Re: [PATCH v1] drivers/base/memory.c: Don't store end_section_nr in memory blocks

From: Michal Hocko <mhocko@kernel.org>
To: David Hildenbrand <david@redhat.com>
Cc: linux-kernel@vger.kernel.org, linux-mm@kvack.org,
	Greg Kroah-Hartman <gregkh@linuxfoundation.org>,
	"Rafael J. Wysocki" <rafael@kernel.org>,
	Andrew Morton <akpm@linux-foundation.org>,
	Pavel Tatashin <pasha.tatashin@soleen.com>,
	Dan Williams <dan.j.williams@intel.com>,
	Oscar Salvador <osalvador@suse.de>
Subject: Re: [PATCH v1] drivers/base/memory.c: Don't store end_section_nr in memory blocks
Date: Thu, 1 Aug 2019 10:27:41 +0200	[thread overview]
Message-ID: <20190801082741.GK11627@dhcp22.suse.cz> (raw)
In-Reply-To: <f8767e9a-034d-dca6-05e6-dc6bbcb4d005@redhat.com>

On Thu 01-08-19 09:00:45, David Hildenbrand wrote:
> On 01.08.19 08:13, Michal Hocko wrote:
> > On Wed 31-07-19 16:43:58, David Hildenbrand wrote:
> >> On 31.07.19 16:37, Michal Hocko wrote:
> >>> On Wed 31-07-19 16:21:46, David Hildenbrand wrote:
> >>> [...]
> >>>>> Thinking about it some more, I believe that we can reasonably provide
> >>>>> both APIs controlable by a command line parameter for backwards
> >>>>> compatibility.

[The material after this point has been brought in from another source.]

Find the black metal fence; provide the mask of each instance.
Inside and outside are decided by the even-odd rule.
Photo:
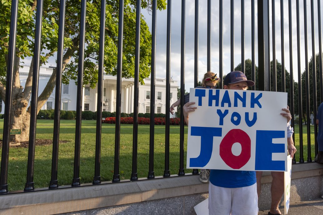
[[[198,81],[198,74],[199,72],[198,68],[198,36],[199,36],[199,6],[200,2],[199,0],[195,0],[195,40],[194,40],[194,86],[197,86]],[[304,20],[305,30],[305,50],[307,50],[307,24],[308,22],[307,20],[307,4],[309,1],[304,0]],[[152,11],[152,27],[151,34],[152,35],[151,44],[151,95],[150,98],[150,149],[149,155],[149,169],[148,170],[147,179],[151,179],[155,178],[154,174],[154,103],[155,100],[155,83],[154,81],[155,77],[155,64],[156,64],[156,10],[157,7],[157,1],[153,0],[152,1],[151,10]],[[185,4],[186,1],[182,0],[182,28],[181,28],[181,94],[183,95],[184,93],[185,88],[184,75],[185,71]],[[261,90],[269,91],[271,87],[274,91],[276,91],[277,89],[276,76],[276,35],[275,32],[275,2],[274,0],[271,1],[272,9],[271,17],[272,17],[271,25],[272,27],[272,30],[273,36],[271,37],[272,41],[271,44],[272,45],[272,52],[270,53],[270,46],[271,44],[270,37],[270,7],[269,0],[258,0],[257,1],[257,12],[258,15],[257,22],[258,31],[258,50],[255,49],[255,1],[251,0],[251,45],[252,45],[252,72],[251,79],[252,80],[256,83],[258,89]],[[280,1],[280,23],[281,26],[281,34],[280,38],[281,41],[281,65],[282,68],[285,68],[285,53],[284,51],[284,6],[287,6],[286,2],[284,2],[283,0]],[[207,0],[207,70],[211,70],[211,4],[214,4],[215,2],[211,0]],[[241,26],[241,70],[245,73],[245,1],[241,0],[241,23],[238,24],[234,22],[234,0],[231,0],[230,4],[231,13],[231,70],[233,71],[234,69],[234,26],[236,24],[240,24]],[[229,2],[225,2],[228,4]],[[299,135],[299,150],[300,159],[297,161],[300,163],[304,162],[303,155],[303,140],[302,132],[303,130],[303,125],[302,122],[303,114],[306,115],[306,122],[307,122],[307,161],[311,162],[312,158],[311,155],[311,142],[310,142],[310,101],[312,100],[313,102],[314,110],[313,112],[314,114],[314,122],[316,119],[316,112],[318,104],[317,103],[316,81],[317,78],[319,80],[319,89],[321,92],[319,96],[320,99],[319,101],[320,102],[323,101],[323,93],[322,93],[323,89],[322,85],[322,38],[321,32],[321,14],[320,14],[320,1],[317,1],[317,5],[318,15],[317,17],[315,16],[314,8],[315,6],[313,0],[310,1],[311,3],[311,17],[310,23],[311,24],[312,30],[312,64],[316,65],[315,42],[315,21],[318,20],[318,36],[319,45],[319,77],[316,77],[317,71],[316,67],[312,66],[311,69],[313,74],[313,96],[310,96],[309,84],[309,70],[311,69],[308,67],[308,53],[307,52],[305,52],[306,68],[305,74],[306,75],[306,93],[305,98],[302,97],[302,74],[301,69],[301,61],[304,60],[301,58],[301,47],[300,47],[300,9],[299,1],[297,0],[296,4],[296,14],[297,15],[297,76],[299,80],[298,83],[298,109],[299,113],[299,121],[300,123],[298,126],[300,131]],[[292,40],[292,26],[294,24],[294,22],[292,20],[292,13],[295,13],[292,11],[292,3],[295,3],[291,0],[288,0],[288,7],[289,20],[289,66],[290,74],[290,94],[294,95],[294,82],[293,81],[294,73],[293,68],[293,51],[292,49],[293,43]],[[122,48],[123,29],[124,27],[124,4],[123,0],[119,1],[120,11],[119,11],[119,24],[118,31],[118,62],[117,70],[117,103],[116,111],[116,123],[115,124],[115,142],[114,171],[113,179],[112,182],[118,182],[120,181],[119,174],[119,161],[120,161],[120,119],[121,113],[121,72],[122,65]],[[140,15],[141,1],[137,0],[136,8],[136,43],[135,50],[135,63],[134,84],[135,89],[134,92],[134,104],[133,110],[134,123],[133,126],[133,141],[132,148],[132,172],[131,178],[129,179],[130,181],[135,181],[138,179],[137,173],[137,142],[138,142],[138,128],[137,119],[138,117],[138,83],[139,75],[140,72],[139,57],[140,34]],[[167,33],[166,45],[166,112],[169,109],[170,107],[170,81],[171,73],[171,16],[172,15],[171,7],[172,1],[168,0],[167,1]],[[39,72],[40,61],[40,43],[41,39],[42,20],[43,14],[43,0],[38,0],[37,2],[37,11],[36,19],[36,28],[35,32],[35,42],[34,58],[33,64],[34,65],[33,76],[33,84],[32,95],[31,96],[31,110],[30,117],[30,129],[29,138],[29,145],[28,158],[28,168],[27,170],[27,177],[24,191],[30,191],[34,190],[34,166],[35,151],[35,141],[36,135],[36,117],[37,112],[37,100],[38,95],[38,82],[39,79]],[[105,0],[101,1],[101,18],[100,27],[100,43],[99,54],[99,81],[98,83],[98,103],[97,110],[101,110],[102,109],[102,89],[103,89],[103,76],[104,72],[104,50],[105,40]],[[49,186],[48,188],[49,190],[59,188],[58,185],[57,180],[57,163],[58,161],[58,143],[59,138],[59,125],[60,125],[60,110],[61,95],[61,86],[62,81],[63,55],[64,51],[64,25],[65,13],[65,0],[60,0],[59,7],[59,34],[57,44],[57,70],[56,74],[56,87],[55,91],[55,117],[54,120],[54,129],[53,139],[53,154],[52,157],[52,171],[51,179],[49,182]],[[83,74],[84,70],[84,58],[85,48],[85,31],[86,17],[86,0],[82,0],[81,2],[81,20],[79,24],[80,34],[79,50],[78,52],[79,63],[78,64],[78,88],[76,132],[75,137],[75,151],[74,153],[74,171],[72,187],[81,186],[80,182],[80,154],[81,142],[81,126],[82,113],[82,86],[83,85]],[[18,11],[18,0],[12,0],[11,2],[11,13],[10,26],[10,33],[9,43],[9,54],[7,61],[7,70],[6,76],[6,85],[5,93],[5,116],[10,116],[12,114],[11,108],[12,103],[13,86],[14,81],[14,60],[15,59],[15,52],[16,51],[16,31],[17,25],[17,17],[19,12]],[[223,73],[223,0],[219,0],[219,4],[216,5],[218,7],[219,13],[219,76],[223,77],[224,73]],[[255,57],[257,54],[258,61],[258,79],[256,80],[256,66]],[[272,67],[271,73],[271,61],[270,55],[272,54],[272,59],[274,60],[272,62]],[[284,69],[282,69],[281,75],[282,78],[282,91],[286,91],[286,83],[285,72]],[[227,71],[228,72],[228,71]],[[288,84],[288,83],[287,83]],[[223,83],[220,84],[220,86],[222,88]],[[255,87],[253,87],[252,89],[255,90]],[[302,99],[304,98],[306,102],[306,110],[303,110],[302,104]],[[181,96],[181,106],[182,106],[184,103],[184,97]],[[294,115],[295,109],[294,101],[293,96],[290,96],[290,109],[292,115]],[[101,127],[102,112],[98,111],[97,112],[96,124],[96,151],[95,159],[95,170],[93,184],[93,185],[99,184],[101,183],[100,176],[100,150],[101,141]],[[4,121],[4,132],[2,144],[2,155],[1,156],[1,171],[0,176],[0,193],[6,194],[8,193],[8,185],[7,183],[8,167],[8,155],[9,151],[9,143],[10,141],[10,117],[6,117]],[[179,164],[179,168],[177,176],[180,176],[185,175],[194,174],[198,173],[197,170],[193,170],[192,173],[185,173],[184,171],[184,120],[182,115],[181,117],[180,126],[180,162]],[[292,126],[294,127],[294,119],[292,120]],[[166,117],[165,136],[165,167],[163,176],[164,177],[171,176],[170,171],[170,119],[168,117]],[[317,134],[317,125],[314,123],[315,138],[316,140]],[[317,146],[315,144],[315,154],[317,153]],[[294,163],[296,162],[294,158]],[[174,173],[172,173],[174,174]]]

It is the hotplug code to control sysfs APIs.  E.g.
> >>>>> create one sysfs entry per add_memory_resource for the new semantic.
> >>>>
> >>>> Yeah, but the real question is: who needs it. I can only think about
> >>>> some DIMM scenarios (some, not all). I would be interested in more use
> >>>> cases. Of course, to provide and maintain two APIs we need a good reason.
> >>>
> >>> Well, my 3TB machine that has 7 movable nodes could really go with less
> >>> than
> >>> $ find /sys/devices/system/memory -name "memory*" | wc -l
> >>> 1729>
> >>
> >> The question is if it would be sufficient to increase the memory block
> >> size even further for these kinds of systems (e.g., via a boot parameter
> >> - I think we have that on uv systems) instead of having blocks of
> >> different sizes. Say, 128GB blocks because you're not going to hotplug
> >> 128MB DIMMs into such a system - at least that's my guess ;)
> > 
> > The system has
> > [    0.000000] ACPI: SRAT: Node 1 PXM 1 [mem 0x10000000000-0x17fffffffff]
> > [    0.000000] ACPI: SRAT: Node 2 PXM 2 [mem 0x80000000000-0x87fffffffff]
> > [    0.000000] ACPI: SRAT: Node 3 PXM 3 [mem 0x90000000000-0x97fffffffff]
> > [    0.000000] ACPI: SRAT: Node 4 PXM 4 [mem 0x100000000000-0x107fffffffff]
> > [    0.000000] ACPI: SRAT: Node 5 PXM 5 [mem 0x110000000000-0x117fffffffff]
> > [    0.000000] ACPI: SRAT: Node 6 PXM 6 [mem 0x180000000000-0x183fffffffff]
> > [    0.000000] ACPI: SRAT: Node 7 PXM 7 [mem 0x190000000000-0x191fffffffff]
> > 
> > hotplugable memory. I would love to have those 7 memory blocks to work
> > with. Any smaller grained split is just not helping as the platform will
> > not be able to hotremove it anyway.
> > 
> 
> So the smallest granularity in your system is indeed 128GB (btw, nice
> system, I wish I had something like that), the biggest one 512GB.
> 
> Using a memory block size of 128GB would imply on a 3TB system 24 memory
> blocks - which is tolerable IMHO. Especially, performance-wise there
> shouldn't be a real difference to 7 blocks. Hotunplug triggered via ACPI
> will take care of offlining the right DIMMs.

The problem with a fixed size memblock is that you might not know how
much memory you will have until much later after the boot. For example,
it should be quite reasonable to expect that this particular machine
would boot with node 0 only and have additional boards with memory added
during runtime. How big the memblock should be then? And I believe that
the virtualization usecase is similar in that regards. You get memory on
demand.

> Of course, 7 blocks would be nicer, but as discussed, not possible with
> the current ABI.

As I've said, if we want to move forward we have to change the API we
have right now. With backward compatible option of course.

-- 
Michal Hocko
SUSE Labs